Editorial: Actin is where it’s at

The development of malignant tumor cells is caused by changes in mechanisms altering the social behavior of cells in the organism, i.e. increased rate of proliferation, appearance of mechanisms allowing cells to escape from the confines of organ and vessel barriers, and increased motile activity/migration. The realization that growth factor receptors are directly involved in controlling not only proliferation but also cell motility and migration, and that alterations in the actin microfilament (MF)-system, the component behind motility/migration, are crucial to the development of malignancy, has led to intensive research efforts aiming at a complete elucidation of the physiology of the MF-system. The MF-system exists in all eukaryotic cells as part of the barrier between the cell interior and the outside world. It generates force for various kinds of translocations, involving whole cells or intracellular structures. Although there has been great progress in our understanding of the physiological importance of the MF-system, many aspects of actin microfilament formation and its regulation are still unclear.

In a seminal paper “Modelling the molecular circuitry of cancer” published in Cell (2000), Hanahan and Weinberg described signal transduction mechanisms, which are altered in malignant cells and how cancerogenesis is caused by accumulation of genetic alterations, releasing cells from the homeostatic mechanisms controlling normal proliferation.

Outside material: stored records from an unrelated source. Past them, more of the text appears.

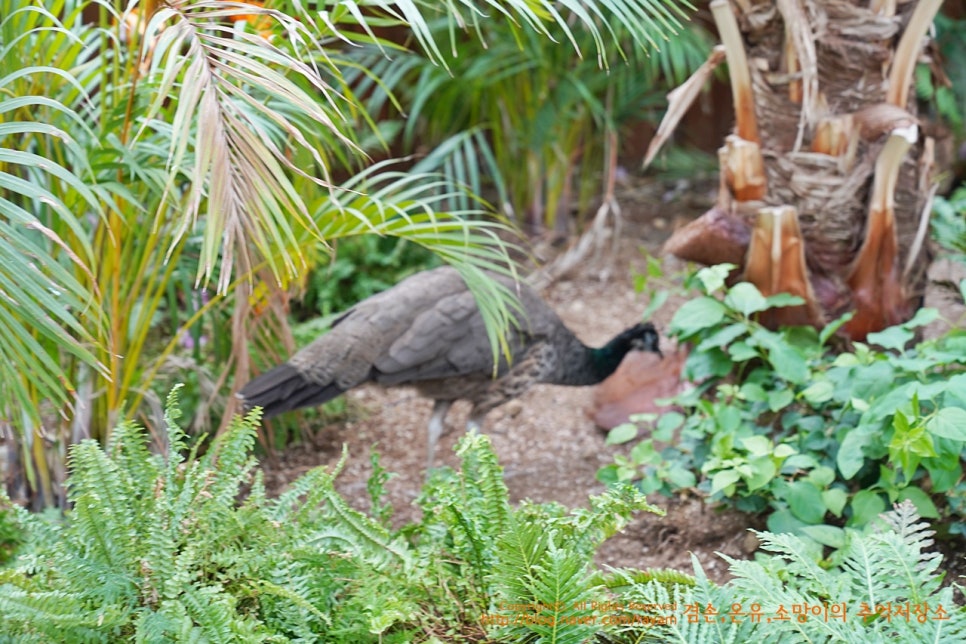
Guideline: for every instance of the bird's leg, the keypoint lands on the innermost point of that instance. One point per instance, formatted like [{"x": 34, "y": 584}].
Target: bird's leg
[{"x": 436, "y": 427}]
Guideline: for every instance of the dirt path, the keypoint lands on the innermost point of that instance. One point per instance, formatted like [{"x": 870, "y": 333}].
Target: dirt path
[{"x": 550, "y": 448}]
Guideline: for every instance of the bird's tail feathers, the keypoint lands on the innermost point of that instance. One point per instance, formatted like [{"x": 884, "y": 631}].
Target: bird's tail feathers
[{"x": 285, "y": 388}]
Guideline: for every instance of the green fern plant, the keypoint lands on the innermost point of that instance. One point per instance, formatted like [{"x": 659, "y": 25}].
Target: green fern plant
[
  {"x": 885, "y": 581},
  {"x": 187, "y": 546}
]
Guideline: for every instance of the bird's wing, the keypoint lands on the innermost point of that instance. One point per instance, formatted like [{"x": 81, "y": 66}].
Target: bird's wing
[
  {"x": 347, "y": 354},
  {"x": 449, "y": 339}
]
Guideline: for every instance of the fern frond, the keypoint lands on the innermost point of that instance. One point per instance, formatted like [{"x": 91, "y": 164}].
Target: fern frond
[{"x": 482, "y": 478}]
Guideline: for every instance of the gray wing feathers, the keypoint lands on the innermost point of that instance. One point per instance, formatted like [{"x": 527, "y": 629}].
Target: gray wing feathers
[{"x": 426, "y": 327}]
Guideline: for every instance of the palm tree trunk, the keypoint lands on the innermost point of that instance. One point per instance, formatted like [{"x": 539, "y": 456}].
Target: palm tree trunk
[{"x": 825, "y": 126}]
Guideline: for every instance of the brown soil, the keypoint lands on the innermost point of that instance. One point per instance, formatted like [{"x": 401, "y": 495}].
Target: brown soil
[
  {"x": 548, "y": 445},
  {"x": 550, "y": 449}
]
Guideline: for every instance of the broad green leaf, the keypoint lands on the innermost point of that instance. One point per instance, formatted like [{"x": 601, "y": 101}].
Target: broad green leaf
[
  {"x": 818, "y": 392},
  {"x": 948, "y": 422},
  {"x": 924, "y": 505},
  {"x": 851, "y": 457},
  {"x": 723, "y": 480},
  {"x": 681, "y": 477},
  {"x": 829, "y": 330},
  {"x": 701, "y": 365},
  {"x": 622, "y": 434},
  {"x": 783, "y": 299},
  {"x": 895, "y": 337},
  {"x": 779, "y": 399},
  {"x": 784, "y": 522},
  {"x": 763, "y": 471},
  {"x": 827, "y": 535},
  {"x": 742, "y": 352},
  {"x": 922, "y": 317},
  {"x": 788, "y": 363},
  {"x": 835, "y": 499},
  {"x": 658, "y": 300},
  {"x": 666, "y": 426},
  {"x": 745, "y": 298},
  {"x": 866, "y": 505},
  {"x": 805, "y": 501},
  {"x": 712, "y": 278},
  {"x": 723, "y": 336},
  {"x": 822, "y": 476},
  {"x": 757, "y": 445},
  {"x": 644, "y": 453}
]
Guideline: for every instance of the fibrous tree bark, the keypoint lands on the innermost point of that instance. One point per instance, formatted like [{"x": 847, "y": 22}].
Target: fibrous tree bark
[{"x": 827, "y": 179}]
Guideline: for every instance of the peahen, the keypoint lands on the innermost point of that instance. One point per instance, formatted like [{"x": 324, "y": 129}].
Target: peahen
[{"x": 427, "y": 331}]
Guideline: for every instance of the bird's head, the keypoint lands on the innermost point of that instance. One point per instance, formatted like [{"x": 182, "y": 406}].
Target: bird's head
[{"x": 643, "y": 337}]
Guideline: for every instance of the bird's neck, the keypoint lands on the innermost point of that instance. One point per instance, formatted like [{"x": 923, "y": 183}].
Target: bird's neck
[{"x": 589, "y": 366}]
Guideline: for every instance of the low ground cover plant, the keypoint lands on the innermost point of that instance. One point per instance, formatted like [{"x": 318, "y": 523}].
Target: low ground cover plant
[
  {"x": 185, "y": 546},
  {"x": 822, "y": 439}
]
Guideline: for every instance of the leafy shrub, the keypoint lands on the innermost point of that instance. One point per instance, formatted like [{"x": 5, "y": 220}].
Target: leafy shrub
[
  {"x": 360, "y": 267},
  {"x": 187, "y": 547},
  {"x": 780, "y": 422}
]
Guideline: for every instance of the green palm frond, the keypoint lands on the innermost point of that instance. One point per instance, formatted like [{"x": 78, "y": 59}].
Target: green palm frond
[{"x": 46, "y": 308}]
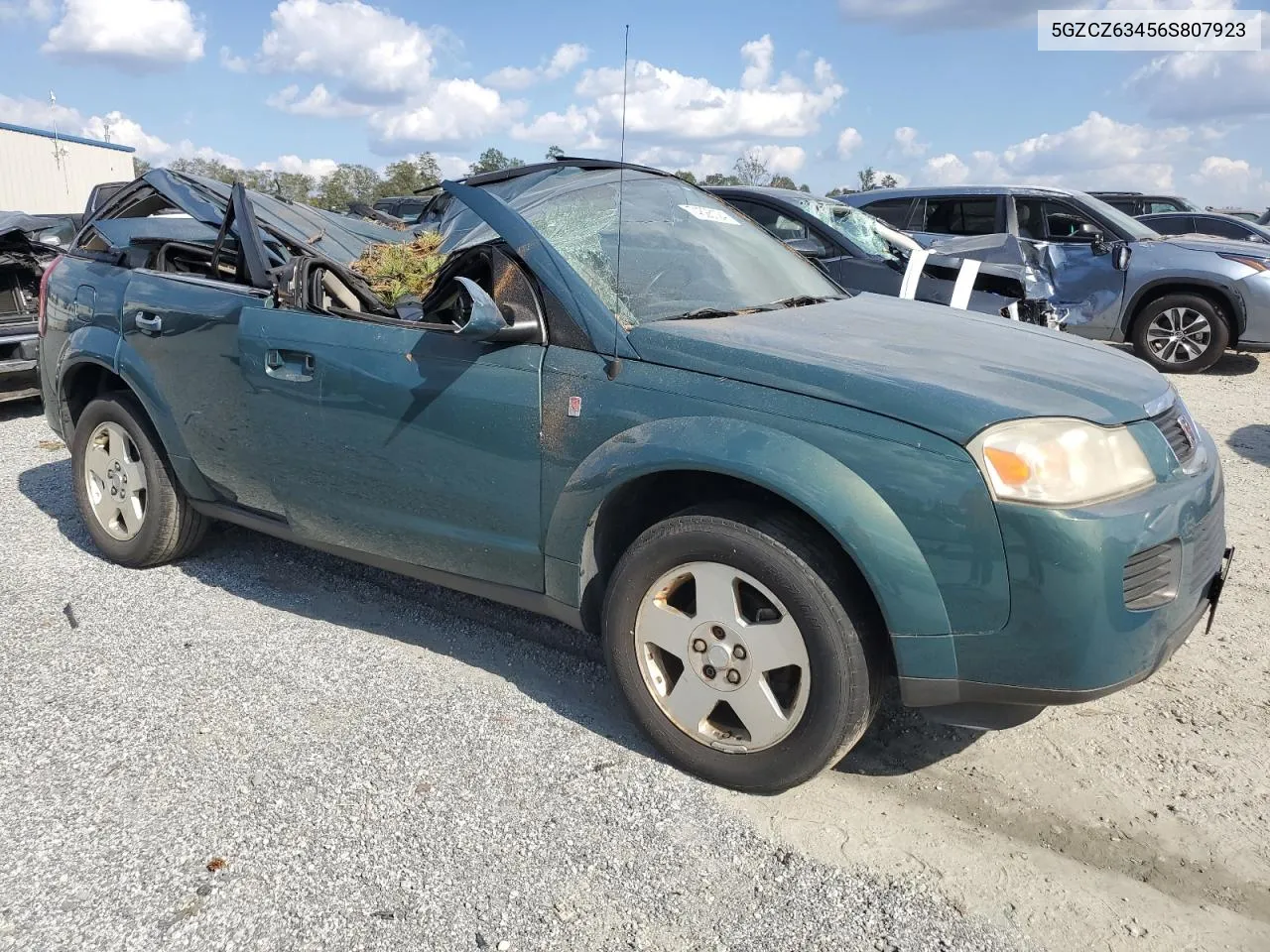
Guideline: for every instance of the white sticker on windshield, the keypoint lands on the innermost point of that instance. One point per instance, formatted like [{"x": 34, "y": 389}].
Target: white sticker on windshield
[{"x": 705, "y": 213}]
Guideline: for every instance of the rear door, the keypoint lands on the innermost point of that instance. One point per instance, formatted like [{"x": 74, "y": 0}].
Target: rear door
[
  {"x": 1088, "y": 290},
  {"x": 181, "y": 334},
  {"x": 940, "y": 216},
  {"x": 417, "y": 445}
]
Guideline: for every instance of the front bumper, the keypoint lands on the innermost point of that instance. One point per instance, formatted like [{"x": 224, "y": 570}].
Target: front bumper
[
  {"x": 1071, "y": 638},
  {"x": 19, "y": 376}
]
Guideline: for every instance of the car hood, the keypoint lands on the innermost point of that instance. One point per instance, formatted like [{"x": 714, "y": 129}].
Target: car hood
[
  {"x": 1224, "y": 246},
  {"x": 945, "y": 371}
]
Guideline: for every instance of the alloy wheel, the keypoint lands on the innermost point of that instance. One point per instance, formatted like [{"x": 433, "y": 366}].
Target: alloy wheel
[
  {"x": 116, "y": 481},
  {"x": 721, "y": 657},
  {"x": 1179, "y": 335}
]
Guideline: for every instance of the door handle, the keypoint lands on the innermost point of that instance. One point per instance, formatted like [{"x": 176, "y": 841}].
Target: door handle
[{"x": 293, "y": 366}]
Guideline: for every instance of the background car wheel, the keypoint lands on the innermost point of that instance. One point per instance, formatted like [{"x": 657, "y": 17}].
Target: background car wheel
[
  {"x": 131, "y": 503},
  {"x": 739, "y": 649},
  {"x": 1180, "y": 334}
]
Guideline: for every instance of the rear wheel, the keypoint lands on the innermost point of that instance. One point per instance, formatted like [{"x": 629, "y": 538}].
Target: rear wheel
[
  {"x": 128, "y": 498},
  {"x": 740, "y": 649},
  {"x": 1180, "y": 334}
]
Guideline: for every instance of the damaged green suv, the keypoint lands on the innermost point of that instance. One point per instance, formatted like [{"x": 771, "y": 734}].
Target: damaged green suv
[{"x": 625, "y": 407}]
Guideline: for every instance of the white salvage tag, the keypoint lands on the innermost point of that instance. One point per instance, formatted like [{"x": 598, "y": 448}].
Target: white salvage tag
[{"x": 705, "y": 213}]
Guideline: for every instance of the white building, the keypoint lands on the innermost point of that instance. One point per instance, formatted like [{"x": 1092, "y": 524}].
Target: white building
[{"x": 42, "y": 172}]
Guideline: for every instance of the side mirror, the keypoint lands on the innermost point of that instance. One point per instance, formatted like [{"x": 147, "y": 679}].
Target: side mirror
[
  {"x": 484, "y": 320},
  {"x": 808, "y": 248}
]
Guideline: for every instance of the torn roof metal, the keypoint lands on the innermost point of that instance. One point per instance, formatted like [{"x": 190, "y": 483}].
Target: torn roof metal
[{"x": 336, "y": 236}]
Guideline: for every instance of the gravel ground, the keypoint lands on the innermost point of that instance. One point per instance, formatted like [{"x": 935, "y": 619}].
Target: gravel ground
[{"x": 266, "y": 748}]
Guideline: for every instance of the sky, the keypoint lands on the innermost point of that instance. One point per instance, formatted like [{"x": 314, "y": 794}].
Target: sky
[{"x": 934, "y": 91}]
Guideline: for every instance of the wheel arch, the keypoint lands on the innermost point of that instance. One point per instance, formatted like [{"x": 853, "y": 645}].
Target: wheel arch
[
  {"x": 86, "y": 375},
  {"x": 661, "y": 467},
  {"x": 1229, "y": 302}
]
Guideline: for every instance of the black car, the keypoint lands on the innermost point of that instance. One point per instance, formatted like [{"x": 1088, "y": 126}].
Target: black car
[
  {"x": 1228, "y": 226},
  {"x": 27, "y": 245},
  {"x": 862, "y": 253},
  {"x": 1138, "y": 203}
]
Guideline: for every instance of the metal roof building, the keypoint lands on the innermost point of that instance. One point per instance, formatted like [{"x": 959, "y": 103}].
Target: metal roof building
[{"x": 44, "y": 172}]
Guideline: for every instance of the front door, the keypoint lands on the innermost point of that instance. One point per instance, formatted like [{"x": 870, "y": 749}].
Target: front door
[
  {"x": 1088, "y": 290},
  {"x": 411, "y": 444}
]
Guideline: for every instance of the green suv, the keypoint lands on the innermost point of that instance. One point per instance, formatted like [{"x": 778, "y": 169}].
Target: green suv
[{"x": 625, "y": 407}]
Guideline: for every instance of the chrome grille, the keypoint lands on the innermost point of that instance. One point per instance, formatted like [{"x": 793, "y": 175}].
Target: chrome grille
[
  {"x": 1151, "y": 578},
  {"x": 1180, "y": 433}
]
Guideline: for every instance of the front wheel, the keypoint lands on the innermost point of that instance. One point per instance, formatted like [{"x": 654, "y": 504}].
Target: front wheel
[
  {"x": 742, "y": 649},
  {"x": 1180, "y": 334}
]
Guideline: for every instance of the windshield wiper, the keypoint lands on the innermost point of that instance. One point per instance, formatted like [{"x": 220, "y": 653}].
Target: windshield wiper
[
  {"x": 801, "y": 301},
  {"x": 702, "y": 312}
]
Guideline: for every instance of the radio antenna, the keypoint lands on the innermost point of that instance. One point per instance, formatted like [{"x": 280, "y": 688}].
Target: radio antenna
[{"x": 613, "y": 363}]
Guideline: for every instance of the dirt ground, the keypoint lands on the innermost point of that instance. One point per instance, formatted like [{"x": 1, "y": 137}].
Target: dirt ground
[{"x": 1139, "y": 821}]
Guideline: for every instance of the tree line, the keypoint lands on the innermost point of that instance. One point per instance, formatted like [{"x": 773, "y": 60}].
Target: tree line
[{"x": 352, "y": 181}]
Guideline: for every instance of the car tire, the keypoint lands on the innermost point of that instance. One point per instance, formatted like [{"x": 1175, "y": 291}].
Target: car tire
[
  {"x": 1180, "y": 334},
  {"x": 783, "y": 572},
  {"x": 113, "y": 440}
]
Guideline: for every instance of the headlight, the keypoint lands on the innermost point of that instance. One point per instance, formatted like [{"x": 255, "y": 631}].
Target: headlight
[{"x": 1055, "y": 461}]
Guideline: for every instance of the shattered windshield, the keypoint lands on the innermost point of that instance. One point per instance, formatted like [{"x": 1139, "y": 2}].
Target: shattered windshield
[
  {"x": 681, "y": 250},
  {"x": 858, "y": 227}
]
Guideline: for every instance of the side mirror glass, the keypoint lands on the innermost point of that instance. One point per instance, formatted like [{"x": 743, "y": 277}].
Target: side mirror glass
[
  {"x": 808, "y": 248},
  {"x": 484, "y": 321}
]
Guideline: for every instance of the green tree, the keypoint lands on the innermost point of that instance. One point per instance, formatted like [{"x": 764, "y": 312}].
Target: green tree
[
  {"x": 493, "y": 160},
  {"x": 345, "y": 184},
  {"x": 409, "y": 176},
  {"x": 751, "y": 171}
]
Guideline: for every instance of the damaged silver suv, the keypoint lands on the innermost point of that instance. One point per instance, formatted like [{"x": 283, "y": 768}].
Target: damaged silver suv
[{"x": 1180, "y": 301}]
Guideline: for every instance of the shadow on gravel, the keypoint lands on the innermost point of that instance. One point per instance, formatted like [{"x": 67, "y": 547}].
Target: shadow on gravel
[
  {"x": 303, "y": 581},
  {"x": 902, "y": 740},
  {"x": 21, "y": 409},
  {"x": 1252, "y": 443}
]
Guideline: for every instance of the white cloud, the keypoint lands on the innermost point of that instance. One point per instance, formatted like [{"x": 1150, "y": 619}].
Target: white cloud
[
  {"x": 377, "y": 56},
  {"x": 317, "y": 168},
  {"x": 453, "y": 111},
  {"x": 231, "y": 62},
  {"x": 781, "y": 160},
  {"x": 1230, "y": 181},
  {"x": 131, "y": 35},
  {"x": 667, "y": 105},
  {"x": 27, "y": 9},
  {"x": 566, "y": 59},
  {"x": 758, "y": 54},
  {"x": 945, "y": 171},
  {"x": 318, "y": 102},
  {"x": 993, "y": 14},
  {"x": 848, "y": 141},
  {"x": 1201, "y": 85},
  {"x": 1098, "y": 153},
  {"x": 906, "y": 140}
]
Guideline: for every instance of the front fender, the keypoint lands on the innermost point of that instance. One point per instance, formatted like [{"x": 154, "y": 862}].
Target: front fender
[{"x": 818, "y": 484}]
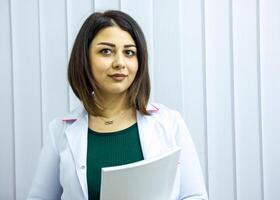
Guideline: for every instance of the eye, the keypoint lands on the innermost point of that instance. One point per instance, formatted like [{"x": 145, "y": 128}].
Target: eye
[
  {"x": 106, "y": 51},
  {"x": 129, "y": 53}
]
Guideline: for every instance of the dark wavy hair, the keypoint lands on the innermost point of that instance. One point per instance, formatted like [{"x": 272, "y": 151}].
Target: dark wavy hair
[{"x": 79, "y": 70}]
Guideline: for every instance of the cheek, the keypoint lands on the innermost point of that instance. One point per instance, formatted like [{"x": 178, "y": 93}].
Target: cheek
[
  {"x": 99, "y": 66},
  {"x": 134, "y": 67}
]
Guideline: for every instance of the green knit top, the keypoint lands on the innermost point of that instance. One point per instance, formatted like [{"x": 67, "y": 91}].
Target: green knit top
[{"x": 110, "y": 149}]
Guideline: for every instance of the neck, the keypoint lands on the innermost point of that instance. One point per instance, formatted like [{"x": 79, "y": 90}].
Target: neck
[{"x": 114, "y": 104}]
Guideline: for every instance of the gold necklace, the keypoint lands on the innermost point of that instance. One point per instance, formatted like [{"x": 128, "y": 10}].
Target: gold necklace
[{"x": 110, "y": 121}]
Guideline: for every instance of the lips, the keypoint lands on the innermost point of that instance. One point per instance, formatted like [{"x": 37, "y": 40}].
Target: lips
[{"x": 118, "y": 77}]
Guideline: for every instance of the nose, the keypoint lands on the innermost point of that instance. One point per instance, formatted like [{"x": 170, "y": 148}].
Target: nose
[{"x": 119, "y": 61}]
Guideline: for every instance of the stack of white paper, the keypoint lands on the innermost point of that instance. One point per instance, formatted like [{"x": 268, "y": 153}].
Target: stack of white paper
[{"x": 150, "y": 179}]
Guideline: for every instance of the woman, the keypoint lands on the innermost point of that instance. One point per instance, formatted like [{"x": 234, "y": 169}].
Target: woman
[{"x": 108, "y": 72}]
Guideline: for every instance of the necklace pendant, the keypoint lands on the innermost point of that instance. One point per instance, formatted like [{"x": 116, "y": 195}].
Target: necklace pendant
[{"x": 108, "y": 122}]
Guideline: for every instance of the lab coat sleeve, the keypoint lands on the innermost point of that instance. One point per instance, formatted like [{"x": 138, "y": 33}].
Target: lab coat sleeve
[
  {"x": 192, "y": 182},
  {"x": 46, "y": 183}
]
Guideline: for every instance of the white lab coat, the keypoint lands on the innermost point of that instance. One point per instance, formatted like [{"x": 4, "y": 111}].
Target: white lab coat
[{"x": 61, "y": 172}]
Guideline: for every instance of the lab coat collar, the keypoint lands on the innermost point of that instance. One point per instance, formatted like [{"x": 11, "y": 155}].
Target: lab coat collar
[{"x": 76, "y": 134}]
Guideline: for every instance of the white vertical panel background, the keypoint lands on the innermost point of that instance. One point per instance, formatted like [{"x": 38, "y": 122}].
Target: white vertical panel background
[
  {"x": 217, "y": 62},
  {"x": 53, "y": 60},
  {"x": 270, "y": 87},
  {"x": 246, "y": 100},
  {"x": 27, "y": 91},
  {"x": 220, "y": 124},
  {"x": 167, "y": 63},
  {"x": 7, "y": 180},
  {"x": 193, "y": 75}
]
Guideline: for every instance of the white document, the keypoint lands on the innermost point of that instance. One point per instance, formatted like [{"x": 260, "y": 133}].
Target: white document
[{"x": 150, "y": 179}]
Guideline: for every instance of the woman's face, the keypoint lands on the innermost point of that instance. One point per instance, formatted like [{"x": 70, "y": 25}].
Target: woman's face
[{"x": 113, "y": 60}]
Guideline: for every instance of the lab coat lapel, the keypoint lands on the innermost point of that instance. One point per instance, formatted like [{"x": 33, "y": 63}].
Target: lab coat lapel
[
  {"x": 148, "y": 130},
  {"x": 76, "y": 135}
]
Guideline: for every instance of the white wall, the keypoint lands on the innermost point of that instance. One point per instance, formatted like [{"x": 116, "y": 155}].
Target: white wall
[{"x": 216, "y": 61}]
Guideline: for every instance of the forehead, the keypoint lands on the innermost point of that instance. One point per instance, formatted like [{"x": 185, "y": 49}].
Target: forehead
[{"x": 114, "y": 35}]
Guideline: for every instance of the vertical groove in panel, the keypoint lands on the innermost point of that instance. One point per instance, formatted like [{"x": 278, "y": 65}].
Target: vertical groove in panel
[
  {"x": 259, "y": 97},
  {"x": 13, "y": 104},
  {"x": 203, "y": 47},
  {"x": 152, "y": 46},
  {"x": 181, "y": 55},
  {"x": 66, "y": 49},
  {"x": 232, "y": 98},
  {"x": 40, "y": 66},
  {"x": 153, "y": 36}
]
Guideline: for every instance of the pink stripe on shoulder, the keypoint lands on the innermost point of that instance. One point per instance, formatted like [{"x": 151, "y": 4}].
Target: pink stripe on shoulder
[
  {"x": 153, "y": 109},
  {"x": 68, "y": 120}
]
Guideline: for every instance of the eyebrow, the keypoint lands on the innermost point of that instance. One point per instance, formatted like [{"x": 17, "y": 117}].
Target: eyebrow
[{"x": 112, "y": 45}]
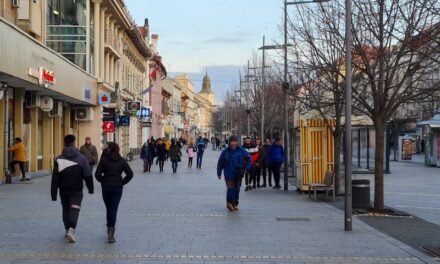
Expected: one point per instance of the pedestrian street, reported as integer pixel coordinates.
(182, 218)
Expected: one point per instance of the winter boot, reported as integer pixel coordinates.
(111, 234)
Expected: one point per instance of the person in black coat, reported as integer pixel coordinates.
(109, 174)
(161, 153)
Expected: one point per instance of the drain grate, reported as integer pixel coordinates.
(433, 251)
(293, 219)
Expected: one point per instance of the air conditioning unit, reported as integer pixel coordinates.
(57, 110)
(32, 100)
(83, 114)
(46, 103)
(16, 3)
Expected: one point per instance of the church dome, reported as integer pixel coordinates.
(206, 85)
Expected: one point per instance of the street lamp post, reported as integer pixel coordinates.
(347, 150)
(263, 92)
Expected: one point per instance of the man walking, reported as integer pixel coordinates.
(201, 145)
(264, 164)
(233, 161)
(70, 169)
(89, 151)
(19, 157)
(275, 159)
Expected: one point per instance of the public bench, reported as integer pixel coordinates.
(328, 185)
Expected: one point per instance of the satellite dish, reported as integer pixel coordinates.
(46, 103)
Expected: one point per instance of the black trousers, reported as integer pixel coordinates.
(257, 175)
(71, 203)
(20, 164)
(276, 173)
(267, 171)
(111, 196)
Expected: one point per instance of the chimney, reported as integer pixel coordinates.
(154, 39)
(146, 31)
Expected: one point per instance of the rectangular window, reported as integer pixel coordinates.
(67, 29)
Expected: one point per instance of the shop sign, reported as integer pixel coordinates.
(104, 98)
(133, 106)
(108, 114)
(124, 120)
(146, 112)
(87, 93)
(44, 76)
(108, 126)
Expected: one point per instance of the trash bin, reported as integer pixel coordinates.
(361, 193)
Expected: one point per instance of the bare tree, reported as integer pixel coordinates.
(391, 63)
(318, 52)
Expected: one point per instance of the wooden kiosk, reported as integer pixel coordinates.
(314, 147)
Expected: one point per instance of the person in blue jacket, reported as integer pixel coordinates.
(275, 158)
(233, 161)
(201, 145)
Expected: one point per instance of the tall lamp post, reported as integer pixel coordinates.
(286, 84)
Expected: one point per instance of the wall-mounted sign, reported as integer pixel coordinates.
(104, 98)
(146, 112)
(46, 103)
(124, 120)
(108, 114)
(133, 106)
(44, 76)
(108, 127)
(87, 93)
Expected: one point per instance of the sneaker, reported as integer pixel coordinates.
(111, 234)
(230, 207)
(70, 235)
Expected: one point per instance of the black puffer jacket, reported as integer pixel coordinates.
(70, 169)
(110, 168)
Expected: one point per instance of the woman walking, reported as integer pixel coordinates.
(175, 154)
(144, 156)
(109, 174)
(161, 153)
(190, 150)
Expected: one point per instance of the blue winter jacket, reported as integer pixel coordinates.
(275, 154)
(230, 160)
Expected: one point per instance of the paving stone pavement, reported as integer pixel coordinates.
(181, 218)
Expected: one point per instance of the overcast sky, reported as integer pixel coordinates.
(216, 34)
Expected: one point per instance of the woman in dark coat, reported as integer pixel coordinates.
(161, 153)
(175, 154)
(109, 174)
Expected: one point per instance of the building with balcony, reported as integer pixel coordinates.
(58, 57)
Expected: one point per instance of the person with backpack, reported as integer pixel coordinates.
(233, 161)
(201, 145)
(161, 153)
(109, 174)
(191, 149)
(175, 154)
(267, 173)
(275, 159)
(19, 158)
(71, 168)
(144, 156)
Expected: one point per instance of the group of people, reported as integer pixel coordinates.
(251, 161)
(73, 167)
(163, 149)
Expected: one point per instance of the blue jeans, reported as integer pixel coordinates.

The point made in the series of papers presented in this issue of SCB is that the alterations in signal transduction processes seen in the development of malignant cells, all, in one way or another, affect the control and/or functioning of the MF-system. Of particular interest is the close relationship that exists between the turnover in the phosphatidyl inositol cycle and the cell motility cycle, where the PI3 kinase, the production of PI4,5P2, PI3,4,5P3, and the PTEN protein (phosphatase homologous to tensin) are important regulatory components. As the story has unraveled, actin filament formation, cell adhesion mechanisms (integrins and cadherins), and signaling between the cell surface and the nucleus has become more and more interesting in relation to the appearance of malignant cancer cells.

It is our hope that this issue of SCB will stimulate further studies of the molecular mechanisms behind force generation and the development of the malignant state.